First off, +1 to Robert's answer.
In particular, he makes a great point that you should not bin your data into "negative"/"neutral"/"positive" categories, because that just needlessly loses too much information. For instance, if you bin $[-10,-4]$ as "negative", $[-3,3]$ as "neutral" and $[4,10]$ as "positive", then this binning treats someone with a score of $-10$ exactly the same as someone with a score of $-4$ - but presumably the first respondent was quite a bit more negative than the second one. So we have lost information. Don't do it.
As Robert writes, with 21 ordered categories, you can likely enough use Ordinary Least Squares (OLS) rather than ordered logistic regression, because the difference between the two approaches will be very small for such a large number of categories. And in any case, this difference in models will be completely dominated by the fact that your measurements only imperfectly measure the underlying construct you are really interested in.
I would not put too much emphasis on the normality of residuals, whether assessed graphically or by formal tests. This is nice to have, but regression parameters are quite robust to departures from normality. I would rather run diagnostic plots of residuals against your predictors: if there is a pattern in such plots, it suggests some unmodeled nonlinearities. (Note that such diagnostics will bias your p-values, so if these are what you are interested in, then don't overdo it.)

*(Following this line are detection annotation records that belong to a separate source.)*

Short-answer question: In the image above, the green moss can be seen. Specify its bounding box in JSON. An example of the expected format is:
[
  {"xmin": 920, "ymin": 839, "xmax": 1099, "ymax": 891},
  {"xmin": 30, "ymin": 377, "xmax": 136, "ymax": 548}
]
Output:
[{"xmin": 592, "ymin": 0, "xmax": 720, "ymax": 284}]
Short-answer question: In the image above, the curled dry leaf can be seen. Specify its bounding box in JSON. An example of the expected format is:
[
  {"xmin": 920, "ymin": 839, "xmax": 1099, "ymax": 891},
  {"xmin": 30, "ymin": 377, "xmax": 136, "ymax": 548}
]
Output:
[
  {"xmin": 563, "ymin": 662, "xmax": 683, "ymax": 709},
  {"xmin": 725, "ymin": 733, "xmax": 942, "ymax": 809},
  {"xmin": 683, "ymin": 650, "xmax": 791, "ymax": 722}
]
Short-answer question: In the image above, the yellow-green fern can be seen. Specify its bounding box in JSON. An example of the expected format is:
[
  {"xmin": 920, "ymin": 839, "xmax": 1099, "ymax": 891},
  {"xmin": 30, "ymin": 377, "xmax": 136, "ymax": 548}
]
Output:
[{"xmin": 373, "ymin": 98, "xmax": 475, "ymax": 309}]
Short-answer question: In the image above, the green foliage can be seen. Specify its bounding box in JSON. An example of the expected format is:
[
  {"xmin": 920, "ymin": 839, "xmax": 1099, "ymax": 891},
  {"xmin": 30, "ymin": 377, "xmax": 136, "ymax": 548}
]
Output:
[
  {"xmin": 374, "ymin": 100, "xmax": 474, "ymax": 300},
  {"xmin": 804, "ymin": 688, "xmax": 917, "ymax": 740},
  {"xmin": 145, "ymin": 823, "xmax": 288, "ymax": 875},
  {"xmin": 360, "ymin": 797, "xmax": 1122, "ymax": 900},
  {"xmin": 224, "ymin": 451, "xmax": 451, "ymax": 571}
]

If you are really interested in deciding between OLS and ordered logistic regression, and if you have enough data, then consider cross-validating both approaches and seeing which one yields lower out-of-bag mean squared errors. If they are within one standard error, then go with the simpler model, which here is the OLS one.
Answered by Stephan Kolassa on November 2, 2021
With a response variable on an ordinal scale of -10 to +10 this is a valid reason for treating it as numeric and running a standard multivariable regression. You will need to inspect residual plots in order to assess whether they are plausibly normally distributed if you are going to make certain inferences.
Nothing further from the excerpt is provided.